CHICAGO House shopping usually slows down in the winter, as people put their home searches on hold to trim the tree, buy presents to put under it and avoid the chilly weather.
This winter, however, might be different, thanks to the extended and expanded first- time home buyer tax credit.
The new law extends the tax credit for first-time home buyers and opens it up to some existing homeowners as well: The credit is now 10 percent of the home price, up to $8,000 for first-time buyers and up to $6,500 for repeat buyers.
All buyers must have a binding contract on a house in place on or before April 30. The sale must close on or before June 30.
For those interested in buying a home and claiming the home-buyer tax credit, here are five important things to keep in mind:
1. Don't procrastinate Get searching now. Getting an early start will give you a better chance of finding the right house before the credit deadline.
"Go out and start as soon as possible. There will be people waiting until the end," said Pat Lashinsky, chief executive of ZipRealty, a residential real estate brokerage firm.
When first-time buyers thought the credit would expire Nov. 30, people scrambled to find properties in September and October, he said. In some cases, "there wasn't inventory that fit people's needs," he said. In Phoenix, Chicago and parts of California, for example, some properties even had multiple bidders, Lashinsky said.
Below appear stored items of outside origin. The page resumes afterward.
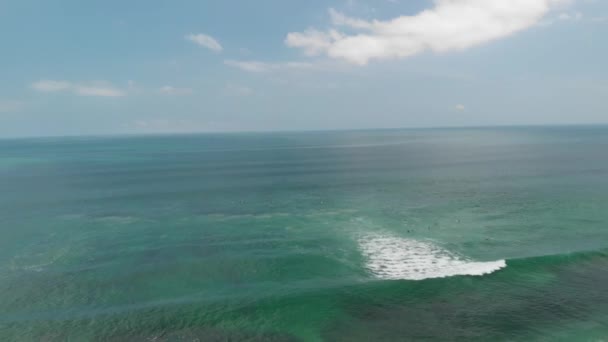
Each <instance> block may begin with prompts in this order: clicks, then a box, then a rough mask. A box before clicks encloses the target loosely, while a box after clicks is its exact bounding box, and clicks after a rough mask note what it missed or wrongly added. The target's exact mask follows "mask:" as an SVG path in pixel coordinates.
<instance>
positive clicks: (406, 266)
mask: <svg viewBox="0 0 608 342" xmlns="http://www.w3.org/2000/svg"><path fill="white" fill-rule="evenodd" d="M359 247H360V249H361V252H362V253H363V255H364V256H365V257H366V259H367V264H366V268H367V269H368V270H369V271H370V272H371V273H372V274H373V275H374V276H376V277H377V278H379V279H388V280H424V279H431V278H446V277H453V276H460V275H469V276H482V275H486V274H490V273H493V272H496V271H498V270H500V269H503V268H505V267H507V263H506V261H505V260H499V261H492V262H474V261H471V260H467V259H466V258H463V257H461V256H459V255H457V254H455V253H452V252H450V251H447V250H445V249H442V248H440V247H439V246H436V245H434V244H432V243H430V242H424V241H418V240H412V239H405V238H401V237H396V236H390V235H380V234H373V235H365V236H363V237H361V238H359Z"/></svg>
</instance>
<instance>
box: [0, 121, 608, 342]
mask: <svg viewBox="0 0 608 342" xmlns="http://www.w3.org/2000/svg"><path fill="white" fill-rule="evenodd" d="M606 339H608V127H606V126H580V127H574V126H573V127H518V128H515V127H513V128H469V129H465V128H460V129H412V130H370V131H344V132H299V133H296V132H293V133H291V132H290V133H238V134H237V133H234V134H232V133H231V134H200V135H166V136H162V135H158V136H143V137H135V136H133V137H129V136H123V137H88V138H85V137H82V138H80V137H79V138H75V137H73V138H35V139H4V140H0V340H1V341H408V340H465V341H492V340H499V341H501V340H509V341H601V340H606Z"/></svg>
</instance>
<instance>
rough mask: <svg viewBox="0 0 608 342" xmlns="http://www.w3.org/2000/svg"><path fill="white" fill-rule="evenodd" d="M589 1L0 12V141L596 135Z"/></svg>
mask: <svg viewBox="0 0 608 342" xmlns="http://www.w3.org/2000/svg"><path fill="white" fill-rule="evenodd" d="M606 37H608V1H605V0H434V1H431V0H367V1H364V0H330V1H320V0H307V1H285V0H258V1H246V0H239V1H236V0H204V1H194V0H171V1H170V0H145V1H144V0H132V1H124V0H120V1H119V0H104V1H93V0H89V1H82V0H55V1H47V0H0V138H6V137H20V136H61V135H103V134H139V133H192V132H234V131H284V130H289V131H291V130H334V129H367V128H412V127H452V126H496V125H543V124H547V125H563V124H607V123H608V64H607V63H606V61H608V40H607V39H606Z"/></svg>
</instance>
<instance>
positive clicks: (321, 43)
mask: <svg viewBox="0 0 608 342" xmlns="http://www.w3.org/2000/svg"><path fill="white" fill-rule="evenodd" d="M568 1H569V0H435V1H434V3H435V7H434V8H432V9H428V10H425V11H422V12H420V13H418V14H416V15H414V16H401V17H398V18H395V19H393V20H388V21H380V20H372V21H367V20H361V19H355V18H350V17H348V16H346V15H344V14H342V13H339V12H337V11H335V10H333V9H330V11H329V14H330V16H331V19H332V23H333V28H332V29H330V30H327V31H319V30H316V29H308V30H306V31H304V32H292V33H289V34H288V35H287V38H286V39H285V43H286V44H287V45H288V46H290V47H294V48H300V49H302V50H304V52H305V53H306V54H307V55H311V56H317V55H327V56H329V57H331V58H335V59H342V60H346V61H348V62H350V63H354V64H359V65H365V64H367V63H368V62H369V61H370V60H374V59H377V60H382V59H397V58H406V57H409V56H413V55H416V54H418V53H421V52H424V51H427V50H430V51H434V52H447V51H454V50H463V49H467V48H470V47H473V46H476V45H480V44H483V43H487V42H490V41H493V40H496V39H500V38H504V37H507V36H510V35H512V34H514V33H516V32H519V31H522V30H525V29H527V28H530V27H532V26H534V25H535V24H537V23H538V22H539V21H540V20H541V19H542V18H543V17H544V16H545V15H546V14H547V13H548V12H549V11H550V10H551V9H552V8H553V7H554V6H556V5H558V4H563V3H565V2H568ZM337 27H346V28H347V29H348V30H350V31H355V32H357V33H354V34H348V33H342V32H340V31H338V30H337Z"/></svg>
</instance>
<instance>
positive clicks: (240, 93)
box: [225, 84, 253, 96]
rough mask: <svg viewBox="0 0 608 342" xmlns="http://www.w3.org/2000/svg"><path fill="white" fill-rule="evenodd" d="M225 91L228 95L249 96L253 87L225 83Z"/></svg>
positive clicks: (237, 84)
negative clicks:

Before you start house hunting, get preapproved for a mortgage, said Eddie Fadel, a Miami-based mortgage banker and author of the book "Don't Rent, Buy!" And do a realistic assessment of what you can afford.
Buyers who have to sell an existing home should price it aggressively from the beginning to drum up interest and get a buyer as soon as possible, Fernandez said.
2. Don't count on another extension The credit won't be available forever, Fadel said. If you want to take advantage, be sure to make that spring deadline.
"This is a medication for the housing crisis. Once the patient--which is the housing market cures, there will be no medication needed," he said.
3. Mind the interest rates Mortgage interest rates are low right now, but will likely rise next year, Warren said. Higher rates will affect your monthly mortgage payments, thus the affordability of the house you are buying.
"It's pretty universally accepted that rates will be higher next year. What is unknown is how fast and by how much," said Carolyn Warren, a Seattle-based mortgage broker and banker and author of the book "Homebuyers Beware."
Average rates on the 30-year fixed-rate mortgage have been hovering around 5 percent, but when the government stops buying large amounts of mortgage-backed securities, rates could rise, she said. The Federal Reserve plans to end its purchase program in March.
4. Communicate with your lender Throughout the process, make sure you're communicating with your lender regularly; if there's a piece of documentation you're asked for, get it turned in as soon as possible, said Doug Heddings, a New York- based real estate agent with Charles Rutenberg Realty. Good communication is important in making sure the loan closes on time.
And think twice before pursuing a short sale if you want to make the credit deadline. That's where someone sells a home for less than what he or she owes on a mortgage, with permission of the lender.
The process can be lengthy and unpredictable because the homeowner's lender has to approve any deal, and can be complicated when there is a second mortgage associated with the property, Warren said.
5. Don't take shortcuts Don't forgo any of the steps you would normally take just to make the tax-credit deadline. Make sure the house is a good fit for your needs and get a home inspection, Lashinsky said. Skipping steps could cost you in the long run.
"Don't let the tax credit get you to make a decision to buy a house that you wouldn't otherwise want to buy," he said. "Don't shortcut the process to get the tax credit."